However, the old marshal himself believes it ,does not mean that others believe it, so he needs Major Mainz to give a reasonable explanation for what he said to convince others!

"The reason is very simple. The French army had already disbanded large numbers of its troops to celebrate the victory. When we passed through Tours, we saw countless French soldiers returning from the front. Most of them were not from Tours at all. The city was merely a transit hub for men heading back to their homes. By now, many of them have already returned to their villages and towns!"

Major General Mainz's reasoning sounded straightforward, almost too simple. It was not entirely convincing. Although no one doubted the accuracy of his observations, few believed such a detail could drastically affect the number of troops France could field.

"Gentlemen, the situation in France is completely different from ours!"

Mainz sighed. Judging from the doubtful looks in the room, he realized everyone had fallen into the same trap of assumption.

The Germans were a defeated people, forced to gather their armies while waiting for the Entente to decide their fate. Most of these formations were already earmarked for disbandment, but before that could happen, endless bureaucratic procedures had to be completed. For the sake of public order, it was unthinkable to simply release so many soldiers onto the streets without structure.

France, by contrast, was the victor. Its soldiers did not wait for some humiliating decree from Paris or London. They went home on leave, some demobilized entirely. With the Second Reich gone and the German army disarmed, France no longer needed to keep vast forces massed along the Rhine.

After hearing Mainz's explanation, the mood shifted. Some remained skeptical, but most of the staff began to see merit in his reasoning.

"You mean to say," Field Marshal Paul von Hindenburg asked gravely, "that the French cannot field enough men at the front, and are relying only on what remains under arms?"

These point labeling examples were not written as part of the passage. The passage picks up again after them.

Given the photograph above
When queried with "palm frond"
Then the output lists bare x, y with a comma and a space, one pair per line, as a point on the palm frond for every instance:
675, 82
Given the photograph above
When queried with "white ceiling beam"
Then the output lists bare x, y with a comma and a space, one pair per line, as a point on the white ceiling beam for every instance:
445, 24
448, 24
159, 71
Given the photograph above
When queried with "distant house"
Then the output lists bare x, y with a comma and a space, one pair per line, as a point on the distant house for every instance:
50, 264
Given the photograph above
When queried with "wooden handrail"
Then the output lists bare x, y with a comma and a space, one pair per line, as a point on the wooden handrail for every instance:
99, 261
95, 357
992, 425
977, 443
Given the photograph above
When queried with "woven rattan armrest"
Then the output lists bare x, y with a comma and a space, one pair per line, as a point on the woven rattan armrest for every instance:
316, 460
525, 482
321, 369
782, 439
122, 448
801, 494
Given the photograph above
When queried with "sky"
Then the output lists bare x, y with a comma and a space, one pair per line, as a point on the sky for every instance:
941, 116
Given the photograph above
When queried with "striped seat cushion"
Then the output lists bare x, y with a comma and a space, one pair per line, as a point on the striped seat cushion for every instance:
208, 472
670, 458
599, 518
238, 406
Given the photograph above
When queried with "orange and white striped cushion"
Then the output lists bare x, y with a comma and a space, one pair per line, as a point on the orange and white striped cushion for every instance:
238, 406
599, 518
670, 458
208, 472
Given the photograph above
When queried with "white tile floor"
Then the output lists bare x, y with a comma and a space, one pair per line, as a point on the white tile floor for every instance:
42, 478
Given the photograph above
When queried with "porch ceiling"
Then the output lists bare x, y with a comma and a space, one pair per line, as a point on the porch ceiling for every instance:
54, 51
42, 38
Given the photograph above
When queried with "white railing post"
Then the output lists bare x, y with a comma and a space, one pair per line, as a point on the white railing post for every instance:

"Exactly," Mainz replied. "The Entente still holds a strong line on the Western Front. Besides the French, there are also British and American contingents. As long as no fresh war breaks out, France has no need to maintain massive numbers in the field. Even if Britain, America, and France each kept half a million troops, that would be more than enough to secure the front."

"Then we plan on that basis," Hindenburg declared. With a sweep of his hand, he ended the argument. "We assume an enemy force of five hundred thousand."

Mainz fell silent after that. His rank was too low to argue further, and in truth, there was no need.

The German General Staff quickly reached a consensus: the French and their allies would likely march from Belgium toward Aachen, perhaps through Liège, where the terrain was flatter and suited for an offensive. The Vosges mountains in the west were far less practical for attack, and the Rhine valley—with the Ruhr industrial basin at its heart—was the true prize. On this point, everyone agreed.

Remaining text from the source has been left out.